Will and Julia have imported tiles from Italy since 2008. They spent months in Italy training on how to properly work on terra-cotta tiles. Will had to find a way to pay for his Wagyu obsession. Their favorite food while in Italy became true Italian Pizza. There is a big difference. Our crust is made out of imported Italian flour called Caputo OO. This flour is the same as you would have sitting in a pizzeria in Italy. It is all made fresh here. Secret Italian recipe San Marzano tomato (from Italy!) sauce and olive oil. Crispy crust and Mozzarella cheese. Then we add the Wagyu and Mangalitsa toppings. We believe this is the best pizza in North America. But it had to be cooked on a true stone fired oven. Our pizza oven is made by Marsal in New York. The same pizza oven used by competition chefs. Yet All of That at a very competitive price comparing to any other pizza in the country. Simply none will have our toppings. Right here in Seymour, Mo.


Dessert:


If you are going to serve this incredible food, we needed a dessert to match. There is no better ice cream than Frozen Custard. Thus, we added it to make the experience here complete. Our custard is made in house in a state of the art true custard machine.


Design:


Being in the design industry selling imported reclaimed tiles for 18 years from Italy, France and Spain, we could not build a restaurant without these elements! 
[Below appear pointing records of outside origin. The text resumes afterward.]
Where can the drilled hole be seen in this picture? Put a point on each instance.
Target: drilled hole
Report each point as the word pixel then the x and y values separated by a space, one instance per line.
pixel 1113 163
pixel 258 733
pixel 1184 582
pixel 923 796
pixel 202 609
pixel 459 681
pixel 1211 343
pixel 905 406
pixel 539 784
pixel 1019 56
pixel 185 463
The Hawaiian/Beach theme came from Will’s childhood growing up near Corpus Christi, Texas going to beach weekly and dining in the original Whataburger on Ocean Drive. Thus, we also have palm trees. We created an atmosphere where you can feel like you are on a beach somewhere, forget about life’s troubles, and enjoy great food. You are on vacation when you enter Kobe Club Burgers! We’ve built a piece of paradise for you.


The Neal’s waited 8 months for the handmade custom pasta flooring tiles to be made for this project over 2022 and taking delivery in 2023. Many of the tables you will sit at today come from France. One is from a French vineyard and was used to taste wines in French country vineyards. The railings you see outside are from Wales and were hand forged in the late 1800’s. The butcher block table you see at the checkout is circa 1890 made in Paris, France - true antique butcher block table. The pastry table you see at pizza station was imported as well from France and is circa 1940. The windows you see in the front are late 1800’s from France. The antique iron flower planters you see in the front outside are from Wales. Antique clay chimneys are from London, England. The hexagon tiles you see on our stage are 150 years old handmade terra-cotta tiles from France. You can see the fingerprints from the craftsmen that made them. These are all things we have collected over the years. We decided to share them with you.


We greatly appreciate everyone who have helped make Kobe Club Burgers a reality. We want to Thank everyone for the great support we received from our amazing Seymour community! We are proud to be a part of this great community. We appreciate you being here. 


Some people asked why did you build your first restaurant in Seymour?

The answer is quite simple. It is our home.

Life is truly a journey and our journey has led us here. We hope you enjoy this part of your journey too!